Single by Frankie Hi-NRG MC featuring Riccardo Sinigallia

from the album La morte dei miracoli
- Released: 1997
- Recorded: 1997
- Genre: Conscious hip hop, political hip hop
- Length: 4:05 (radio edit) 4:13 (album version)
- Label: Sony Music
- Songwriters: Sebastiano Ruocco, Giulia Puzzo, Francesco Di Gesù
- Producers: Ice One, Julie P.

Frankie Hi-NRG MC singles chronology
| "Fili" (1997) | "Quelli che benpensano" (1997) | "Autodafè" (1998) |

= Quelli che benpensano =

"Quelli che benpensano" (/it/) is a song by Italian rapper Frankie Hi-NRG MC, released in 1997 as the third single from his second studio album La morte dei miracoli, of the same year. The refrain of the song is sung by fellow Italian singer-songwriter Riccardo Sinigallia.

==Title meaning==
The title can translate as "the right-thinking ones", and it is modelled after the Italian word benpensante, meaning "conformist". In turn, such word is composed by ben – an apocopic form of bene, meaning "well, good, right", and pensante ("thinking one"), from the verb pensare ("to think"). Therefore, the title carries an ironic shade, since the people described in the song do not act in a good way (see below).

==Background==
The song is a political and social denounce: it criticizes the vices and hypocrisy of the upper middle and upper classes, the capitalist culture and the attitude of social and political careerism of the so-called yuppies (a figure which was very present in the society of the 1980s and early 1990s). In particular, it is critical towards social climbers: figures who display rampant consumerism, exclusively interested in appearance, money and success and lacking qualms and morals. In the lyrics, they are defined "like lizards [who] climb", for whom "the imperative is to win and not let anyone else participate", because "in the logic of the game the only rule is to be shrewd".
 The track also references a biblical quote from Saint Matthew's Parable of the Workers in the Vineyard, but edited: "the last will be last, if the first are unreachable".

In 1998, the song was awarded as the best Italian song of 1997 at Premio italiano della musica and has been certified double platinum in Italy.

It also features samples from the songs "Dawn Comes Alone", composed by Jack Arel and performed by French singer Nicole Croisille (under the pseudonym Tuesday Jackson) for the soundtrack of the film The Young Wolves, and "Blue Juice", composed by Jimmy McGriff.

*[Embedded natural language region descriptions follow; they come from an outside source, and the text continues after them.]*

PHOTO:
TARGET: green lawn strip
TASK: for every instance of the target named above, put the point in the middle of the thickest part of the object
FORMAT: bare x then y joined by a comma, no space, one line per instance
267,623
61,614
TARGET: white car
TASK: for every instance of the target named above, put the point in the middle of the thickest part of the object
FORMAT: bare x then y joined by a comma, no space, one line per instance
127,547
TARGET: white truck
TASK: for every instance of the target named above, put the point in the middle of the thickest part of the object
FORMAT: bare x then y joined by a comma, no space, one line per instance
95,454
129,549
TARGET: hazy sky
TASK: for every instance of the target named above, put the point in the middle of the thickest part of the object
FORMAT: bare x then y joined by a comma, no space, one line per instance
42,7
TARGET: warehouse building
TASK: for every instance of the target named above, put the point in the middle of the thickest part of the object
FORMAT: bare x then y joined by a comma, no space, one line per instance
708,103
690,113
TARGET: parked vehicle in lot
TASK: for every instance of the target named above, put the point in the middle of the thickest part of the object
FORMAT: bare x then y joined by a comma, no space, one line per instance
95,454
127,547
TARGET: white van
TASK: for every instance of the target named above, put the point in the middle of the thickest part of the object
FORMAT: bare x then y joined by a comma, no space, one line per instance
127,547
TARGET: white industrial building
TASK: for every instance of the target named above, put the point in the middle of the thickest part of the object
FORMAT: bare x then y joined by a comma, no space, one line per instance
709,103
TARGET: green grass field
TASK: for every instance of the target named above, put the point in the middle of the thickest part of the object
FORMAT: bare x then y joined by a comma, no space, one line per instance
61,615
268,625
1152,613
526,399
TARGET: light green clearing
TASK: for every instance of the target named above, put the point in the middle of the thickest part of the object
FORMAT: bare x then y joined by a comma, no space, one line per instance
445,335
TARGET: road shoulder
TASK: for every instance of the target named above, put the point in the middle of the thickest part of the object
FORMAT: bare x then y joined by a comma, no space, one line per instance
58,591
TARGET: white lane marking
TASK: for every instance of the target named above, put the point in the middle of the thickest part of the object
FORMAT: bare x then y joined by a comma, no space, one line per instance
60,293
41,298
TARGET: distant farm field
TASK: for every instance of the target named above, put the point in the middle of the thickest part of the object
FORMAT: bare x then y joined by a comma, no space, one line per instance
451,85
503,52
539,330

In 2023, Italian deputy and anti-mafia activist Francesco Emilio Borrelli quoted the song during a speech in the Parliament.

==Tracklist==
Lyrics and music by Sebastiano Ruocco, Giulia Puzzo and Francesco Di Gesù.
- Promotional CD

- 12"
- A Side

- B Side

| No. | Title | Length |
|---|---|---|
| 1. | "Quelli che benpensano" (Radio edit) | 4:05 |

| No. | Title | Length |
|---|---|---|
| 1. | "Quelli che benpensano" (Album Version) | 4:13 |
| 2. | "Quelli che benpensano" (Ice One Remix) | 4:13 |
| 3. | "Quelli che benpensano" (DJ Stile Remix) | 4:15 |

| No. | Title | Length |
|---|---|---|
| 4. | "Quelli che benpensano" (Album Version Instrumental) | 4:13 |
| 5. | "Quelli che benpensano" (Ice One Remix Instrumental) | 4:13 |
| 6. | "Quelli che benpensano" (DJ Stile Remix Instrumental) | 4:15 |

==Cover versions and remixes==
Various versions of the song have been made, such as the remix by Ice One also included in the album La morte dei miracoli.

In 2012, Italian singer Fiorella Mannoia released a new version of the song as a duet with Frankie himself. It was the first single from her live album Sud il tour (also 2012); this version runs 5:11.

==Charts==

| Chart (1997) | Highest position |
|---|---|
| Italy (FIMI) | 8 |

==Certifications==

| Region | Certification | Certified units/sales |
| Italy (FIMI) Sales since 2009 | Platinum | 50,000^{‡} |
^{‡} Sales+streaming figures based on certification alone.